Un journal, peut-être ? Un carnet, plus sûrement. Des notes et des impressions. Des textes gouvernés par la circonstance. Improvisés quand il faut. Mal écrits souvent, à la hâte ou sur le vif.

D’une intention encore mal éclaircie. Ils (se) cherchent moins quelque patronage littéraire qu'à découvrir cette intention.

Des papiers, encore. Drôle de matière. Moins emblème que dissonance, lorsqu’on les mesure à leurs ponctuations numériques. Il arrive toutefois qu'ils s’accordent avec le sens qu'ils possèdent en langue anglaise. Ils (re)deviennent alors une catégorie du discours.

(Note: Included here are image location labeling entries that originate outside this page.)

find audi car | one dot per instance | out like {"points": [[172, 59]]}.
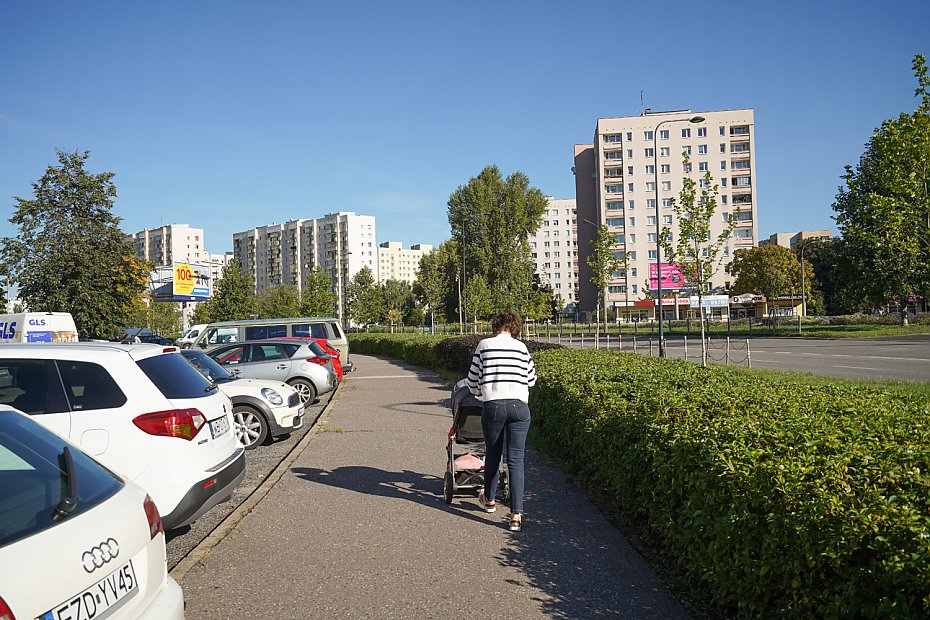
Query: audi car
{"points": [[76, 540]]}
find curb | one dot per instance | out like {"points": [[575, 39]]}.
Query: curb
{"points": [[233, 519]]}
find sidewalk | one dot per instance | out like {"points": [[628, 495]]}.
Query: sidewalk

Ce sont généralement plutôt des brèves, des citations ou des gloses. Des bouts d'expérience, qui deviennent par accident métaphores. Des morceaux d'actualité. Et pour tout dire, les digressions y occupent le centre.

Les dates qui leur répondent, aléatoires ou affectives, ne tiennent elles-mêmes que de fendre un peu des événements de nature très diverse, intimes ou publics, quelconques - incertains.

Pour l'essentiel, tout y est vu d'ici.

vendredi 8 février 2019

ACTUALITÉ

En considérant la notion ambiguë de l’actualité, entre autres pour se dessaisir de la version journalistique de la parole critique, l’auteur la soustrait à la logique de l’immédiat, il donne à repenser sur le long cours la catégorie du présent, plus largement l’idée même d’événement tel que, simultanément, il produit l’œuvre, se trouve produit par l’œuvre : « Lorsqu’on parle d’actualité, il me semble qu’on oublie une dimension très importante de cette actualité : l’échelle temporelle. Il y a plusieurs actualités superposées : l’actualité au jour le jour, l’actualité à la semaine, qui est l’actualité de l’hebdomadaire, et on sait bien que les hebdomadaires ne parlent pas tout à fait des mêmes événements que les journaux. De même il y a une actualité qu’on peut mesurer au mois et une autre qu’on peut mesurer à l’année. Et de même les travaux que je fais ont une échelle d’actualité assez variée, une échelle, je l’espère, de dizaine d’années. C’est donc dans dix ou dans vingt ans ou même plus tard que l’on verra l’actualité véritable de mes travaux. » (Entretiens, t. II, p. 43). Et il est remarquable que Butor désigne l’acte de création par ses travaux – en chantier, dans linachevé et louvert.